Monday, January 27, 2014

What it's like


Well, if you read the last post, then you know some of my current hesitations about blogging. Calls for permanence and indelible records be damned: there should be a spot in our hearts for the brief, the fleeting, the ephemeral, as well. Take, for instance, the popular website Incredibox, which allows you combine various beats, musical motifs, and effects to create a tune that is, within certain parameters, all your own. It's a fun, flexible tool - and, Cleo, you're just about ready to give it a whirl. But notice, while you're busy dropping beats, that there's no save function. The music you make here is as music always was, before the advent of recording technology: a product of the moment in which it is made, and no more.

Again, though, I'm also sympathetic to calls for some permanent records of our graceful moments. We're the better, you might say, for being able to hear Maria Callas' voice, even if we can't see her live. And I remember a remarkable wall in an old family home on the Eastern Shore, on which the evolving heights of a gaggle of sons and daughters and cousins were marked in pencil, until the whole surface was a dense network of lines and dates: a cumulative reminder of a family's growth.

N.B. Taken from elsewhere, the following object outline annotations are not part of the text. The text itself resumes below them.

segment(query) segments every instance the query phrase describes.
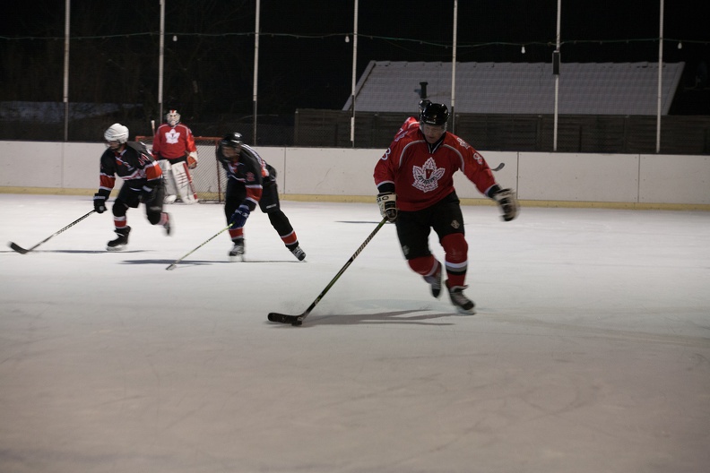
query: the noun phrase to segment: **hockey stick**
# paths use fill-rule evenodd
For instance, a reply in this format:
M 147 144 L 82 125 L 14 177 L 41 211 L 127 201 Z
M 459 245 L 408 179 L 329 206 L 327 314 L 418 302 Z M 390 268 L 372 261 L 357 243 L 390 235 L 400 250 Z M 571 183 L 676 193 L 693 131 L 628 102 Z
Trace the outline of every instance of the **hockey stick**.
M 196 248 L 195 248 L 195 249 L 194 249 L 194 250 L 192 250 L 191 252 L 187 253 L 187 254 L 186 254 L 185 256 L 183 256 L 182 258 L 179 258 L 179 259 L 178 259 L 178 260 L 175 260 L 175 261 L 173 262 L 173 263 L 172 263 L 172 264 L 170 264 L 169 266 L 168 266 L 167 268 L 165 268 L 165 269 L 166 269 L 166 271 L 172 271 L 172 270 L 174 270 L 175 268 L 177 268 L 177 267 L 178 267 L 178 263 L 179 263 L 181 261 L 183 261 L 185 258 L 186 258 L 187 256 L 189 256 L 189 255 L 190 255 L 190 254 L 192 254 L 193 253 L 196 252 L 197 250 L 199 250 L 200 248 L 202 248 L 203 246 L 204 246 L 205 245 L 207 245 L 208 243 L 210 243 L 210 242 L 211 242 L 212 239 L 216 238 L 216 237 L 217 237 L 217 236 L 219 236 L 219 235 L 221 235 L 222 233 L 224 233 L 225 231 L 229 230 L 229 228 L 231 228 L 231 223 L 230 223 L 229 225 L 228 225 L 227 227 L 225 227 L 224 228 L 222 228 L 221 230 L 220 230 L 220 231 L 218 231 L 217 233 L 215 233 L 214 235 L 212 235 L 212 236 L 210 236 L 208 239 L 206 239 L 204 242 L 203 242 L 203 244 L 202 244 L 202 245 L 200 245 L 199 246 L 197 246 Z
M 338 271 L 338 274 L 336 274 L 335 277 L 331 280 L 331 281 L 328 283 L 328 285 L 325 286 L 325 288 L 323 289 L 323 292 L 321 292 L 318 295 L 318 297 L 316 297 L 316 300 L 313 301 L 313 303 L 308 306 L 308 308 L 306 309 L 306 312 L 304 312 L 300 315 L 288 315 L 286 314 L 279 314 L 277 312 L 271 312 L 271 313 L 269 313 L 269 320 L 271 322 L 279 322 L 281 323 L 290 323 L 291 325 L 293 325 L 295 327 L 298 327 L 299 325 L 302 324 L 303 323 L 303 319 L 305 319 L 306 317 L 308 316 L 308 314 L 311 313 L 311 311 L 320 302 L 320 300 L 323 298 L 323 297 L 325 296 L 325 293 L 328 292 L 328 290 L 331 288 L 333 288 L 333 285 L 335 284 L 335 281 L 338 280 L 338 278 L 342 276 L 342 273 L 345 272 L 345 270 L 347 270 L 348 267 L 352 263 L 352 262 L 355 261 L 355 258 L 358 257 L 358 254 L 359 254 L 360 252 L 365 248 L 365 246 L 368 245 L 368 244 L 370 242 L 370 240 L 373 238 L 373 236 L 375 236 L 375 235 L 379 231 L 379 229 L 382 228 L 382 226 L 385 225 L 385 222 L 386 222 L 386 221 L 387 221 L 387 219 L 382 219 L 382 221 L 379 222 L 377 224 L 377 227 L 374 230 L 372 230 L 372 233 L 369 234 L 369 236 L 365 238 L 365 241 L 362 242 L 362 245 L 360 245 L 359 248 L 358 248 L 355 251 L 355 253 L 352 254 L 352 256 L 351 256 L 350 260 L 348 260 L 348 262 L 346 262 L 345 265 L 342 268 L 341 268 L 341 271 Z
M 30 251 L 32 251 L 32 250 L 34 250 L 35 248 L 37 248 L 38 246 L 39 246 L 40 245 L 42 245 L 42 244 L 44 244 L 44 243 L 47 243 L 48 241 L 49 241 L 49 239 L 50 239 L 50 238 L 52 238 L 53 236 L 56 236 L 57 235 L 59 235 L 59 234 L 60 234 L 60 233 L 62 233 L 63 231 L 65 231 L 65 230 L 67 230 L 67 229 L 71 228 L 72 227 L 74 227 L 74 225 L 76 225 L 76 224 L 77 224 L 77 223 L 79 223 L 80 221 L 83 220 L 84 219 L 86 219 L 87 217 L 89 217 L 90 215 L 91 215 L 91 214 L 92 214 L 93 212 L 95 212 L 95 211 L 90 211 L 89 213 L 87 213 L 87 214 L 85 214 L 85 215 L 83 215 L 83 216 L 82 216 L 82 217 L 80 217 L 80 218 L 76 219 L 74 221 L 73 221 L 72 223 L 70 223 L 69 225 L 67 225 L 66 227 L 65 227 L 64 228 L 62 228 L 61 230 L 59 230 L 59 231 L 56 231 L 56 232 L 53 233 L 52 235 L 50 235 L 49 236 L 48 236 L 47 238 L 45 238 L 44 240 L 40 241 L 39 243 L 38 243 L 37 245 L 35 245 L 34 246 L 32 246 L 31 248 L 30 248 L 30 249 L 28 249 L 28 250 L 25 250 L 24 248 L 22 248 L 22 246 L 20 246 L 19 245 L 17 245 L 17 244 L 16 244 L 16 243 L 14 243 L 14 242 L 10 242 L 10 244 L 9 244 L 9 245 L 10 245 L 10 247 L 11 247 L 11 248 L 13 248 L 14 251 L 16 251 L 17 253 L 19 253 L 20 254 L 28 254 L 28 253 L 30 253 Z

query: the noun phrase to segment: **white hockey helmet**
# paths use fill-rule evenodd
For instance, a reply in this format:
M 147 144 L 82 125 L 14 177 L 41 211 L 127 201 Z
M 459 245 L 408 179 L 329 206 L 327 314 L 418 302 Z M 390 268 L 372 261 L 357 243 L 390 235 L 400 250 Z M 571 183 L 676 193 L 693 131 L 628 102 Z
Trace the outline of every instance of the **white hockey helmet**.
M 121 124 L 113 124 L 104 132 L 104 141 L 106 141 L 106 145 L 111 149 L 119 148 L 128 141 L 128 127 Z M 112 142 L 117 143 L 117 145 L 110 146 Z
M 165 114 L 165 121 L 168 122 L 168 125 L 170 126 L 175 126 L 180 123 L 180 114 L 178 113 L 178 110 L 170 110 Z

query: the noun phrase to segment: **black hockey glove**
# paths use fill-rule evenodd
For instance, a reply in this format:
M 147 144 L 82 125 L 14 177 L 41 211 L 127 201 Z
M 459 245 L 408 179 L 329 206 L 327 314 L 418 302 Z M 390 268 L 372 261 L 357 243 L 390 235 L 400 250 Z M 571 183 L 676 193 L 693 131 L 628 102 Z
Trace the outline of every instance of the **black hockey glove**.
M 98 213 L 106 211 L 106 195 L 100 194 L 94 194 L 94 211 Z
M 397 219 L 397 194 L 394 193 L 380 193 L 377 194 L 377 205 L 380 215 L 387 221 L 394 222 Z
M 247 223 L 247 219 L 249 217 L 249 208 L 242 203 L 234 211 L 231 218 L 229 219 L 229 225 L 231 228 L 241 228 Z
M 141 203 L 148 203 L 155 200 L 155 194 L 158 194 L 158 186 L 143 185 L 141 191 L 140 200 Z
M 518 203 L 517 198 L 515 197 L 515 191 L 512 189 L 503 189 L 493 194 L 493 200 L 495 200 L 500 207 L 502 212 L 501 217 L 504 220 L 510 221 L 517 217 Z

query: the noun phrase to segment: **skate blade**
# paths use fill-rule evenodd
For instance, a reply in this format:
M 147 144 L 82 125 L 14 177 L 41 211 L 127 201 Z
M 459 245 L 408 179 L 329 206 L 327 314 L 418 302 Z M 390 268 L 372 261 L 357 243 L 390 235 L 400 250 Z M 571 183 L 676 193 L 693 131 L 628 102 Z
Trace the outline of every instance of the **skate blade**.
M 459 307 L 458 305 L 456 305 L 456 312 L 461 314 L 462 315 L 475 315 L 476 308 L 472 307 L 469 310 L 466 310 L 463 307 Z

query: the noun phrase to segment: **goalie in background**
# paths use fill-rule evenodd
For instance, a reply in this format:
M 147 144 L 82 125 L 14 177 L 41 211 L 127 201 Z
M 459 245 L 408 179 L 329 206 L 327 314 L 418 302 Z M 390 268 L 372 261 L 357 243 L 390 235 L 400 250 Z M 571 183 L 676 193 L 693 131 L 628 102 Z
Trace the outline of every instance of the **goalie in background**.
M 404 258 L 429 284 L 432 296 L 439 297 L 446 271 L 451 303 L 462 314 L 475 314 L 475 304 L 463 294 L 468 243 L 454 173 L 463 171 L 479 192 L 496 201 L 506 221 L 517 216 L 518 204 L 515 192 L 496 183 L 483 157 L 446 131 L 448 117 L 446 105 L 429 103 L 418 125 L 403 125 L 375 165 L 377 204 L 382 217 L 396 225 Z M 432 228 L 446 254 L 443 268 L 429 249 Z
M 152 152 L 166 180 L 165 203 L 180 201 L 195 203 L 197 195 L 190 169 L 197 167 L 197 147 L 190 128 L 180 123 L 178 110 L 165 115 L 165 122 L 153 136 Z
M 299 261 L 306 254 L 299 245 L 299 237 L 279 204 L 276 170 L 252 148 L 244 144 L 238 133 L 227 134 L 215 149 L 217 160 L 227 172 L 224 215 L 229 228 L 233 247 L 229 259 L 244 260 L 244 225 L 256 205 L 269 217 L 273 229 L 283 245 Z

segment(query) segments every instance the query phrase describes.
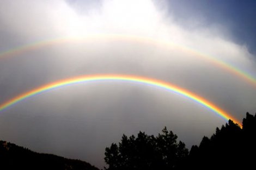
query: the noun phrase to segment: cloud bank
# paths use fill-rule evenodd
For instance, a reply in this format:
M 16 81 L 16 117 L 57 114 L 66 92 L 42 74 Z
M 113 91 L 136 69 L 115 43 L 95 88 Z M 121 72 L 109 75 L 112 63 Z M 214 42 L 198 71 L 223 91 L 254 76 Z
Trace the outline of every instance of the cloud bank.
M 206 27 L 199 17 L 192 17 L 190 25 L 177 22 L 178 16 L 168 10 L 165 1 L 1 3 L 1 52 L 47 40 L 70 40 L 0 59 L 1 102 L 62 78 L 119 73 L 170 82 L 239 119 L 246 111 L 256 110 L 256 85 L 209 59 L 223 61 L 256 77 L 253 55 L 229 39 L 225 26 Z M 190 146 L 225 123 L 176 95 L 111 82 L 57 89 L 17 104 L 0 116 L 3 139 L 100 167 L 105 148 L 123 133 L 156 134 L 166 125 Z

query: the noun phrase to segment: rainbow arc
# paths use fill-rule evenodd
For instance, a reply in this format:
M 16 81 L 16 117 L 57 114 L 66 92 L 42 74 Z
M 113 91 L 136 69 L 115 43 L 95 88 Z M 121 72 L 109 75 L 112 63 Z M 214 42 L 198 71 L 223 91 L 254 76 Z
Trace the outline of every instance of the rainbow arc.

This blog is not that wall, quite. But it can be, and occasionally should be, a helpful record of sorts. And so, Cleo, here's a condensed summary of some of the patterns that currently govern our lives, as you take the turn from four and a half towards four and three quarters:

Your day usually begins at about 5:45. We can hear you sing and babble briefly, and then you often put a CD on, and take your pull-up off (and deposit it in the trash can: thanks!). You generally show considerable patience, too, in waiting until 6, which is when you're allowed to wake us up (although a couple of days ago you wandered into our room, asking, loudly, "Is 55 7 much before 6?"). We then wander downstairs, make you a blanket chair, and settle in for your only video of the day: typically, these days, a 25-minute stretch of a movie such as Ratatouille, or The Lorax. Then it's time for your breakfast, which generally means yogurt and honey, and your homemade granola with milk. You can get yourself dressed, and today I found you laying out clothes and remarking on how you would look, in a given combination, like a maiden. And by 7:50 we're out the door.

What do you do at school? It's largely a mystery to me. There's circle time, and you've clearly learned some songs there; Miss Winnie likes to call you a super listener, as well. I suppose that you typically play some princess games with Justice and Nia, and perhaps you also draw alongside Forrest, Jasper (who has been sending you roughly drawn missives every few days), or Mo. In this cold, your class doesn't tend to go out, but there are rotating stations, and when I pick you up I usually find you at an art station, drawing and writing (as today, when you designed a handsome card for Mom), or busily changing into a costume in dress-ups.

Then, of course, it's home, unless we stop for a bagel at Charmington's. It's a 13-minute drive to get Mom, and about 12 minutes from there - meaning that you can get through about half of one of your Classical Kids CDs. At home, you like to eat a few nuts and to play with a toy or two, before asking for a story. We chat as we get dinner ready, and tonight we also executed a Lite Brite pattern of a shark. And then, since you've been up for about 13 hours, you've been getting tired, suddenly and visibly, at about 6:45. We brush; you shed a tear or two but hold up; you wriggle into warm pajamas. A story or two - or, recently, a mere fraction of a graphic novel such as How Mirka Got Her Sword - and it's lights out.

Until we get up and do it all over again, with variations.